Cristiano Ronaldo, the famous footballer, has made a film about his life. This is, on the one hand, not very interesting, and on the other hand, quite interesting. It’s the former because really there is little about Ronaldo that should command our attention. At the same time, it is the latter, given that he is the object of so much attention, that tells us something about the nature of our society. You can read an account of the film at the Guardian here and at the Telegraph here.
I have no intention whatever of seeing the film, but here are some thoughts that struck me as I read about it.
First, clergy, wherever you are, and whoever you are, please behave. We read in the Guardian:
As a snapshot of what life must be like for Cristiano Ronaldo, there is one clip in the new film Ronaldo when his godson is being baptised and there is a small gathering around the font. The baby’s head has just been wet when the priest looks over to the tanned guy with the gelled hair and whips out a mobile phone. ‘Any chance of a quick selfie?’ he wants to know.
This is not the way for a priest to behave. It is deeply unbecoming to use a mobile phone for any purpose whatever during a liturgical function. No ifs and no buts. Moreover, the clergy should always endeavour, however much they may be football fans or fans of anything else, to treat celebrities as normal people. After all, celebrities need to go to church as much as the next person, and they should not be distracted by fawning clerics. They should be able to enter a church and have the complete assurance that they can be themselves: a place of worship should be a safe space where the world’s crazy ideas about celebrity do not enter. A church is a place where all of us are “normal” and all of us are equal. Let’s all make a special effort to resist the Hello magazine-isation of the Church and her liturgy.

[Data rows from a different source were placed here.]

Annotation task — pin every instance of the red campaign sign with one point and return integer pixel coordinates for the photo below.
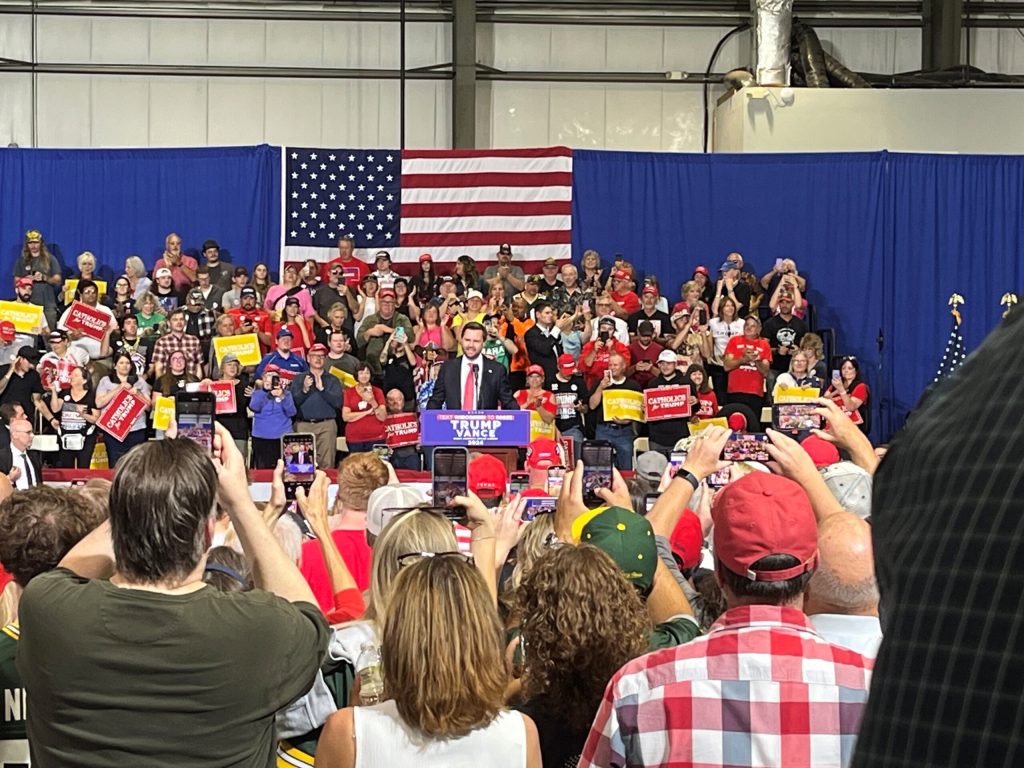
(87, 321)
(401, 430)
(667, 402)
(223, 391)
(120, 414)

Secondly, we read in both accounts that the Ronaldo family has had something of a tough time: the father drank himself to death, the mother relies on tranquillisers, and Ronaldo Junior is being brought up without his mother. The Guardian, a very pro-abortion paper, also tells us this:
Here, too, is the revelation that there was very nearly no Cristiano Ronaldo either. ‘He was an unwanted child,’ Dolores explains. She considered an abortion and, on a neighbour’s advice, drank boiled black beer before running until she was on the verge of fainting, hoping to force a miscarriage. It didn’t work – and she seems pretty happy about that.
Dolores, Ronaldo’s mother, did more than just consider an abortion, she actually tried to procure one. Ronaldo was born in February 1985. Back then abortions were hard to procure legally in Portugal and it was this legal restraint that probably saved Ronaldo’s life. Nowadays, a woman in Mrs Ronaldo’s position would perhaps be given a doctor-assisted abortion with no questions asked. Luckily for Ronaldo and football fans the world over, that was not the case in 1984. The implication is clear: restrictive laws with regard to abortion save lives.
The story of Ronaldo, behind the footballing glory (of which I admit to caring little), is rather a sad one, and that is the third takeaway from these articles. It may be a cliché, but it happens to be true: money can’t buy you happiness.